Mexico’s drug war: Mistrust bedevils war on Mexican drug cartels – Los Angeles Times

Both the United States and Mexico agree that the cartels have morphed into transnational crime syndicates that pose an urgent threat to their security and that of the region. Law enforcement agencies from the border to Maine acknowledge that the traffickers have brought a war once dismissed as a foreign affair to the doorstep of local communities. The trail of slayings, kidnappings and other crimes stretches through at least 195 U.S. cities.

So far, the fight has largely been waged by the Calderon administration, which deployed thousands of federal troops and police to 18 states to take on the cartels, some of which have paramilitary forces protecting them and many police officers and politicians in their pockets.

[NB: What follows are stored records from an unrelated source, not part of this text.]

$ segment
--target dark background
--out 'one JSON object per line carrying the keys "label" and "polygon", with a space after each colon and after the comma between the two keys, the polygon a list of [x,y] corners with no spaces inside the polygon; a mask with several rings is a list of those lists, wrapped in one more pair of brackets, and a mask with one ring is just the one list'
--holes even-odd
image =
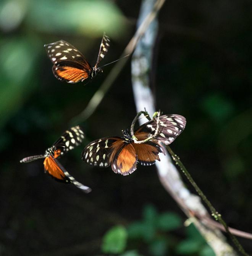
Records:
{"label": "dark background", "polygon": [[[167,1],[160,11],[151,71],[157,109],[186,117],[186,129],[172,148],[228,225],[252,233],[251,2],[193,2]],[[94,114],[79,124],[86,135],[82,145],[61,160],[78,180],[92,189],[91,193],[84,194],[45,175],[42,160],[19,163],[24,157],[43,154],[71,127],[72,118],[85,108],[113,65],[85,86],[61,82],[52,74],[44,44],[69,41],[94,65],[105,31],[111,43],[101,64],[113,61],[134,34],[140,3],[0,3],[3,255],[65,255],[68,250],[69,255],[98,254],[107,230],[140,219],[150,203],[185,220],[160,183],[155,166],[139,166],[123,177],[110,167],[90,167],[80,157],[90,141],[120,136],[130,125],[136,110],[130,61]],[[175,235],[179,240],[183,233]],[[251,241],[239,241],[252,252]],[[133,249],[148,253],[137,246]]]}

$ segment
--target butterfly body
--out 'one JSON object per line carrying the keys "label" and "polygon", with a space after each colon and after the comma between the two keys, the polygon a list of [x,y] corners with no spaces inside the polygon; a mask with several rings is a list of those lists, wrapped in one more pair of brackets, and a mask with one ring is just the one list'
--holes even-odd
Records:
{"label": "butterfly body", "polygon": [[21,162],[27,162],[40,158],[44,158],[45,172],[57,181],[64,183],[73,183],[85,192],[88,192],[91,189],[77,181],[65,169],[58,160],[69,150],[78,146],[84,138],[83,131],[79,126],[72,127],[66,131],[53,145],[47,148],[44,154],[28,156],[20,161]]}
{"label": "butterfly body", "polygon": [[102,72],[102,69],[98,66],[108,51],[110,41],[109,38],[104,33],[96,63],[93,67],[78,50],[64,40],[45,44],[44,46],[53,64],[52,71],[55,77],[73,84],[92,79]]}
{"label": "butterfly body", "polygon": [[[160,153],[165,154],[163,144],[171,143],[183,131],[186,119],[178,115],[160,117],[158,132],[153,139],[141,144],[135,143],[128,130],[123,131],[123,137],[108,137],[94,141],[83,149],[81,154],[85,162],[99,167],[111,166],[116,173],[128,175],[136,169],[137,163],[144,166],[154,164],[160,161]],[[141,125],[134,131],[138,141],[153,135],[156,130],[156,120]]]}

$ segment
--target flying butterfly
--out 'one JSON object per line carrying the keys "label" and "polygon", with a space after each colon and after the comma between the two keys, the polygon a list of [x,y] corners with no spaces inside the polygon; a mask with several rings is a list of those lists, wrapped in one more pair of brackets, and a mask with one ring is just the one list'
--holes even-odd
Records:
{"label": "flying butterfly", "polygon": [[[128,130],[123,131],[123,137],[107,137],[90,143],[81,153],[82,160],[91,165],[108,167],[111,165],[116,173],[128,175],[142,165],[154,164],[160,161],[159,153],[165,154],[162,143],[170,144],[184,130],[186,118],[179,115],[165,115],[160,117],[157,135],[141,144],[136,143]],[[134,132],[139,141],[144,140],[154,134],[157,119],[142,125]]]}
{"label": "flying butterfly", "polygon": [[55,77],[61,81],[75,83],[92,79],[103,72],[98,66],[108,52],[110,42],[109,38],[104,33],[96,64],[93,67],[79,51],[66,41],[61,40],[44,46],[53,64],[52,71]]}
{"label": "flying butterfly", "polygon": [[78,146],[84,138],[84,133],[78,125],[66,131],[52,147],[46,149],[44,154],[25,158],[20,162],[27,162],[40,158],[45,158],[44,169],[57,181],[65,183],[73,183],[86,193],[91,189],[77,181],[61,164],[58,159],[65,153]]}

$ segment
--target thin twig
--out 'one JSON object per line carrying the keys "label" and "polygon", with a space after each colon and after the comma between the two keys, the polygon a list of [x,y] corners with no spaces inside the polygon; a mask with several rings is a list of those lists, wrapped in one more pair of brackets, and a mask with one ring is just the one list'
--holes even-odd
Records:
{"label": "thin twig", "polygon": [[[136,123],[136,122],[137,118],[142,114],[144,114],[145,115],[146,113],[147,112],[146,112],[146,111],[141,111],[141,112],[139,112],[139,113],[137,113],[136,116],[136,117],[133,119],[133,120],[132,121],[132,123],[131,124],[131,129],[130,129],[131,134],[131,138],[132,138],[134,141],[134,143],[135,143],[136,144],[141,144],[142,143],[146,142],[150,140],[151,139],[154,139],[155,137],[157,136],[157,135],[158,135],[158,130],[159,130],[159,119],[160,117],[160,110],[159,110],[157,112],[157,121],[156,121],[157,128],[156,128],[156,130],[155,131],[155,132],[154,133],[154,134],[153,134],[149,137],[148,137],[147,139],[145,139],[141,141],[137,140],[137,138],[134,135],[134,126],[135,126],[135,124]],[[150,116],[149,115],[149,114],[148,114],[148,113],[147,113],[147,116],[148,116],[149,117]]]}
{"label": "thin twig", "polygon": [[[136,31],[134,36],[123,51],[121,57],[131,54],[136,48],[137,44],[144,34],[150,24],[157,16],[165,0],[157,0],[151,11],[147,15]],[[105,78],[100,88],[94,95],[87,105],[79,115],[74,117],[70,121],[71,123],[79,123],[86,120],[94,112],[103,98],[105,94],[110,88],[121,71],[128,60],[128,58],[122,59],[116,62],[113,68]]]}
{"label": "thin twig", "polygon": [[166,148],[169,151],[169,153],[171,154],[173,159],[178,165],[180,169],[182,172],[185,174],[187,179],[189,181],[190,183],[192,185],[193,187],[197,191],[200,197],[202,200],[205,202],[206,204],[207,205],[208,208],[212,212],[212,215],[214,217],[216,220],[218,220],[221,224],[224,227],[226,231],[229,235],[232,241],[233,241],[234,245],[236,246],[237,249],[238,249],[239,251],[240,251],[243,255],[245,256],[249,256],[248,254],[244,251],[243,248],[239,241],[238,241],[236,238],[232,235],[230,232],[228,226],[227,225],[226,222],[224,221],[221,217],[221,215],[216,210],[215,208],[213,206],[213,205],[210,202],[209,200],[207,198],[207,197],[205,195],[204,193],[202,192],[202,190],[199,188],[198,185],[196,184],[194,181],[193,180],[192,176],[187,171],[184,166],[180,161],[179,158],[178,156],[174,153],[174,152],[171,150],[171,149],[168,146],[166,146]]}

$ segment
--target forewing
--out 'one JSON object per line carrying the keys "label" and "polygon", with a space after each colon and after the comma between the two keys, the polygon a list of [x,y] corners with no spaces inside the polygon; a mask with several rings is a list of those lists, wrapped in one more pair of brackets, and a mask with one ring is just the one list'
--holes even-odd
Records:
{"label": "forewing", "polygon": [[[140,139],[141,140],[145,139]],[[132,143],[132,145],[137,156],[138,162],[142,165],[154,164],[156,160],[160,161],[159,153],[165,154],[165,150],[163,146],[157,142],[149,141],[140,144]]]}
{"label": "forewing", "polygon": [[107,137],[90,142],[81,153],[82,160],[91,165],[107,167],[115,154],[125,144],[125,141],[120,137]]}
{"label": "forewing", "polygon": [[47,156],[44,161],[45,172],[57,181],[64,183],[73,183],[77,187],[86,193],[91,191],[91,189],[77,181],[62,166],[56,159],[52,156]]}
{"label": "forewing", "polygon": [[63,172],[55,162],[52,156],[47,156],[44,161],[45,172],[58,181],[67,183],[69,182]]}
{"label": "forewing", "polygon": [[116,173],[128,175],[136,169],[137,160],[136,151],[131,143],[123,145],[113,158],[111,167]]}
{"label": "forewing", "polygon": [[[69,65],[68,63],[67,65]],[[85,70],[72,66],[62,66],[60,64],[53,66],[53,73],[57,79],[66,81],[70,84],[75,84],[89,78],[89,73]]]}
{"label": "forewing", "polygon": [[[168,145],[183,131],[186,123],[186,118],[179,115],[161,116],[158,135],[152,140]],[[135,132],[135,136],[139,140],[142,140],[141,138],[147,138],[154,134],[156,128],[157,120],[155,118],[139,126]]]}
{"label": "forewing", "polygon": [[[60,138],[53,144],[55,147],[54,157],[57,158],[60,155],[63,155],[69,150],[73,149],[79,146],[84,138],[84,132],[79,125],[77,125],[67,130],[61,136]],[[55,151],[57,151],[57,152]],[[60,155],[57,156],[55,153]]]}
{"label": "forewing", "polygon": [[96,64],[95,67],[97,67],[100,61],[103,59],[104,56],[108,52],[110,46],[110,40],[108,36],[107,36],[104,33],[102,40],[101,45],[100,46],[100,50],[98,54],[98,57],[97,59]]}
{"label": "forewing", "polygon": [[54,64],[53,72],[57,79],[76,83],[88,78],[92,69],[90,64],[74,46],[63,40],[44,46]]}

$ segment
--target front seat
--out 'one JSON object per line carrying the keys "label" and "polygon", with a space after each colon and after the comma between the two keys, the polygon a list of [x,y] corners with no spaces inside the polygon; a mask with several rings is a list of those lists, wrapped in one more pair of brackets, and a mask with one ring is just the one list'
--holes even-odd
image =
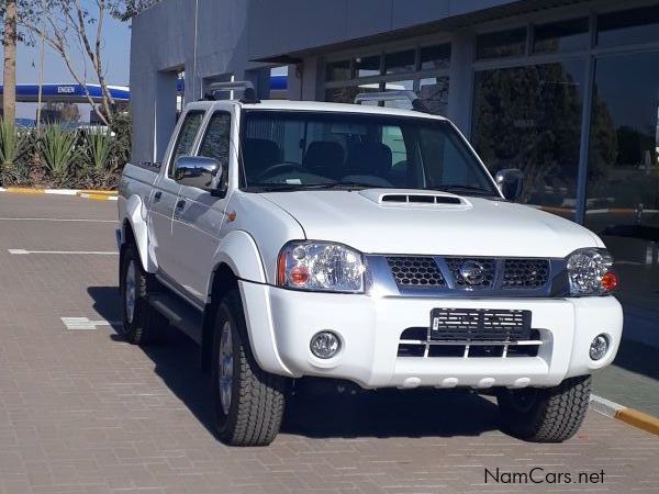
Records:
{"label": "front seat", "polygon": [[243,165],[247,180],[258,179],[272,165],[281,161],[281,149],[276,142],[246,138],[243,144]]}
{"label": "front seat", "polygon": [[348,150],[345,181],[365,182],[375,187],[392,187],[389,181],[392,165],[389,146],[382,143],[356,143]]}
{"label": "front seat", "polygon": [[302,165],[311,173],[338,180],[344,172],[345,151],[334,141],[314,141],[306,148]]}

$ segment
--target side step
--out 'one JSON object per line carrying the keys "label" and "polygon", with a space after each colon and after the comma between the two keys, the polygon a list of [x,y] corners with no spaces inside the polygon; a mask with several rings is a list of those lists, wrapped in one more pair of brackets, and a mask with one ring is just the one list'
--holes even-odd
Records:
{"label": "side step", "polygon": [[149,305],[163,314],[172,326],[201,345],[202,313],[172,293],[154,293]]}

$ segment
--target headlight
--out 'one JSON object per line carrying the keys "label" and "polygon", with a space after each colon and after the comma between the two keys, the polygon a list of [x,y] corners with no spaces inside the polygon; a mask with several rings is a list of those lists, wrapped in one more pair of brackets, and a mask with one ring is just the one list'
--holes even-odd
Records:
{"label": "headlight", "polygon": [[291,242],[277,266],[277,284],[297,290],[364,292],[361,254],[328,242]]}
{"label": "headlight", "polygon": [[568,257],[570,294],[601,295],[612,292],[618,283],[612,271],[613,258],[606,249],[579,249]]}

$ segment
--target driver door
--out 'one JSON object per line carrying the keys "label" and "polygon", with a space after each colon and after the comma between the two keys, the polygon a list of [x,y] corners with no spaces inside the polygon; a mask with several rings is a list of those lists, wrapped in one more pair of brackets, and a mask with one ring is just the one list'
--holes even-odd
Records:
{"label": "driver door", "polygon": [[[213,158],[221,165],[222,177],[214,182],[217,188],[228,190],[230,166],[237,158],[232,139],[235,121],[233,105],[219,105],[212,111],[196,156]],[[175,243],[178,247],[179,262],[175,273],[177,281],[186,291],[188,299],[205,303],[206,284],[213,269],[213,257],[225,232],[225,213],[228,195],[214,194],[197,187],[181,184],[172,220]]]}
{"label": "driver door", "polygon": [[176,158],[190,154],[199,128],[203,122],[203,110],[189,110],[181,116],[177,128],[176,142],[163,164],[163,170],[154,183],[149,198],[149,245],[158,265],[158,276],[170,283],[177,270],[178,248],[174,243],[171,218],[176,212],[179,184],[174,180],[172,168]]}

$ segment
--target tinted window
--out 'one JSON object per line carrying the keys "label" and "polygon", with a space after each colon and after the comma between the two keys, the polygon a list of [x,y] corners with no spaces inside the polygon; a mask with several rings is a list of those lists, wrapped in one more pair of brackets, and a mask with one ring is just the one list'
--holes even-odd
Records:
{"label": "tinted window", "polygon": [[418,98],[436,115],[445,115],[448,108],[448,77],[421,79]]}
{"label": "tinted window", "polygon": [[194,144],[194,137],[199,132],[201,122],[203,121],[204,112],[202,110],[191,110],[186,113],[186,119],[181,124],[181,130],[176,138],[174,151],[171,153],[171,159],[169,160],[168,176],[174,177],[174,162],[179,156],[189,155],[192,151],[192,145]]}
{"label": "tinted window", "polygon": [[597,16],[597,45],[659,41],[659,7],[612,12]]}
{"label": "tinted window", "polygon": [[228,167],[231,115],[215,112],[199,148],[199,156],[215,158],[224,168]]}
{"label": "tinted window", "polygon": [[652,329],[659,307],[657,67],[659,52],[595,60],[585,204],[585,226],[602,236],[624,280],[616,296],[652,307]]}
{"label": "tinted window", "polygon": [[574,217],[583,63],[476,72],[473,144],[495,172],[524,171],[521,201]]}
{"label": "tinted window", "polygon": [[460,136],[437,120],[250,111],[242,150],[248,188],[358,183],[496,195]]}
{"label": "tinted window", "polygon": [[450,65],[450,44],[424,46],[421,48],[421,69],[448,68]]}
{"label": "tinted window", "polygon": [[379,76],[380,57],[376,55],[355,58],[355,72],[357,77]]}
{"label": "tinted window", "polygon": [[533,50],[535,53],[572,52],[587,48],[589,38],[587,18],[537,25],[534,29]]}
{"label": "tinted window", "polygon": [[348,80],[350,75],[350,60],[330,61],[325,68],[326,80]]}
{"label": "tinted window", "polygon": [[526,29],[481,34],[476,38],[477,58],[498,58],[524,55],[526,52]]}
{"label": "tinted window", "polygon": [[414,70],[415,52],[409,49],[406,52],[389,53],[384,55],[386,74],[411,72]]}

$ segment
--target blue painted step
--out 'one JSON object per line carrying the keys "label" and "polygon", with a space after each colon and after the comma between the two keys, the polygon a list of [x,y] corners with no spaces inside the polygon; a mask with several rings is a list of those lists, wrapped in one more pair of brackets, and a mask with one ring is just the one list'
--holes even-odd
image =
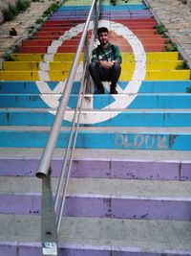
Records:
{"label": "blue painted step", "polygon": [[[53,90],[58,84],[57,81],[48,81],[48,88]],[[75,94],[79,91],[80,82],[75,81],[73,85],[72,93]],[[118,86],[123,90],[128,88],[128,81],[118,81]],[[138,93],[185,93],[186,88],[191,86],[191,81],[143,81]],[[41,84],[42,91],[48,92],[46,87]],[[59,91],[61,92],[61,91]],[[1,93],[40,93],[35,81],[0,81],[0,94]]]}
{"label": "blue painted step", "polygon": [[[82,117],[85,117],[86,113],[86,111],[82,111]],[[110,118],[112,113],[112,111],[92,111],[92,118],[95,115]],[[47,110],[0,109],[0,126],[52,126],[53,120],[54,115]],[[128,110],[96,124],[81,122],[81,126],[89,127],[118,127],[118,124],[120,127],[191,127],[191,109],[187,111]],[[65,127],[70,126],[70,124],[68,121],[62,122],[62,126]]]}
{"label": "blue painted step", "polygon": [[[52,102],[54,105],[57,105],[61,94],[43,95],[38,94],[0,94],[0,107],[50,107],[49,101],[52,97]],[[116,100],[120,103],[125,103],[130,97],[134,97],[128,94],[116,95]],[[108,107],[109,105],[115,101],[113,95],[87,95],[85,102],[87,107],[91,106],[93,101],[93,107],[96,109],[101,109]],[[69,106],[74,108],[76,105],[77,96],[71,95],[69,100]],[[47,104],[46,104],[47,103]],[[129,109],[135,108],[191,108],[191,94],[138,94],[130,105],[126,105]]]}
{"label": "blue painted step", "polygon": [[[19,128],[0,130],[0,147],[42,148],[45,147],[49,128]],[[65,148],[68,129],[62,128],[56,147]],[[103,143],[104,142],[104,143]],[[189,151],[191,148],[191,128],[81,128],[78,131],[76,148],[117,149],[117,150],[164,150]]]}

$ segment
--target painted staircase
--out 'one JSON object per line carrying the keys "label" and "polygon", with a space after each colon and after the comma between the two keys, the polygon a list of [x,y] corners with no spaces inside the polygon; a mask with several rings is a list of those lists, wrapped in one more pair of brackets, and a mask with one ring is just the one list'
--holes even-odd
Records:
{"label": "painted staircase", "polygon": [[[0,71],[0,256],[41,255],[34,175],[90,1],[67,1]],[[191,255],[190,70],[166,52],[142,1],[103,1],[99,26],[122,53],[118,95],[85,96],[59,255]],[[82,59],[52,162],[53,188]]]}

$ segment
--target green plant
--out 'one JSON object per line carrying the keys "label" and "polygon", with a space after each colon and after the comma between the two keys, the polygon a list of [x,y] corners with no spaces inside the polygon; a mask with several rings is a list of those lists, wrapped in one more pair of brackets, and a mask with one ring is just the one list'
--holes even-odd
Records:
{"label": "green plant", "polygon": [[5,21],[10,21],[10,20],[12,20],[14,19],[15,17],[15,13],[16,13],[16,9],[9,4],[7,8],[5,8],[2,12],[3,12],[3,17],[4,17],[4,20]]}
{"label": "green plant", "polygon": [[52,13],[53,11],[55,11],[58,7],[59,7],[59,2],[53,3],[52,4],[45,12],[44,14],[45,15],[49,15],[50,13]]}
{"label": "green plant", "polygon": [[17,0],[16,1],[16,8],[20,12],[25,12],[30,7],[30,5],[31,4],[28,0]]}
{"label": "green plant", "polygon": [[176,43],[172,43],[170,45],[166,45],[166,50],[168,52],[177,52],[178,51],[178,45]]}
{"label": "green plant", "polygon": [[3,16],[5,21],[10,21],[14,19],[14,17],[19,13],[23,12],[30,7],[29,0],[17,0],[15,6],[11,4],[3,10]]}
{"label": "green plant", "polygon": [[18,14],[18,10],[16,6],[12,6],[11,4],[9,4],[8,9],[10,10],[10,12],[11,12],[14,14],[14,16]]}
{"label": "green plant", "polygon": [[164,33],[167,32],[163,24],[155,25],[153,28],[157,30],[155,34],[164,35]]}
{"label": "green plant", "polygon": [[6,60],[6,61],[15,61],[15,58],[11,56],[11,54],[10,53],[5,53],[3,55],[3,58]]}
{"label": "green plant", "polygon": [[172,43],[173,43],[172,40],[169,38],[167,38],[166,41],[164,42],[164,44],[172,44]]}

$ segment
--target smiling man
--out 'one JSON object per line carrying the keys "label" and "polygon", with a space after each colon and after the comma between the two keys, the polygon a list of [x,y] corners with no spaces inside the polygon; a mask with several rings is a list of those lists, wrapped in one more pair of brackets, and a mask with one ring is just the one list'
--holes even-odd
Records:
{"label": "smiling man", "polygon": [[110,94],[117,94],[117,82],[120,76],[122,58],[119,48],[111,44],[108,39],[108,29],[97,30],[99,45],[93,50],[92,63],[89,66],[90,74],[96,86],[96,94],[103,94],[104,87],[101,81],[109,81]]}

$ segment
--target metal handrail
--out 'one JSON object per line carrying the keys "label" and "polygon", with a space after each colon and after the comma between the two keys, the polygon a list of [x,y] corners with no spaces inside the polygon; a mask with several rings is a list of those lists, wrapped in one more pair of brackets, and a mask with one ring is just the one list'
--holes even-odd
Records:
{"label": "metal handrail", "polygon": [[[97,8],[99,7],[99,10]],[[92,38],[90,43],[90,49],[88,49],[88,28],[90,25],[91,17],[95,10],[95,26],[92,32]],[[42,157],[38,166],[36,176],[42,178],[42,214],[41,214],[41,240],[42,240],[42,251],[43,255],[57,255],[57,237],[61,223],[61,218],[64,210],[65,198],[67,186],[70,178],[71,168],[73,163],[73,155],[75,148],[77,132],[79,128],[79,120],[82,109],[82,104],[84,95],[86,92],[86,85],[88,83],[88,64],[90,62],[90,57],[92,53],[92,47],[96,36],[96,32],[97,29],[98,15],[100,13],[100,0],[93,0],[92,7],[84,26],[84,30],[81,35],[80,42],[77,47],[77,51],[73,61],[73,65],[66,81],[66,85],[61,97],[57,112],[55,114],[55,119],[51,128],[49,138],[46,147],[43,151]],[[83,74],[81,79],[81,86],[79,89],[78,100],[74,114],[73,124],[71,126],[71,131],[67,143],[67,149],[65,151],[64,161],[62,165],[62,170],[59,177],[58,186],[56,189],[55,198],[53,201],[53,192],[51,186],[51,161],[53,158],[55,144],[61,129],[62,120],[64,118],[67,105],[69,102],[69,97],[71,95],[72,86],[74,81],[77,64],[79,61],[80,54],[82,48],[84,49],[84,65]],[[89,51],[90,50],[90,51]],[[71,150],[72,148],[72,150]],[[67,173],[66,173],[67,172]],[[64,176],[66,175],[65,183],[63,183]],[[62,195],[60,192],[62,190]],[[60,205],[58,201],[61,199]],[[59,206],[59,209],[57,209]],[[56,218],[56,213],[58,216]]]}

“They know they have a monumental undertaking, but you have to start somewhere,” Michael A. Braun, former assistant director and chief of operations at the Drug Enforcement Administration, said of the Mexican government. “If you don’t, in another five years the cartels will be running Mexico.”

Washington, particularly the DEA, is so distrustful of Mexican authorities that they share sensitive counter- narcotics intelligence and evidence with only a small group of Mexican officials. And after the Sept. 11 terrorist attacks, the U.S. turned away from the drug fight, some Mexican officials counter.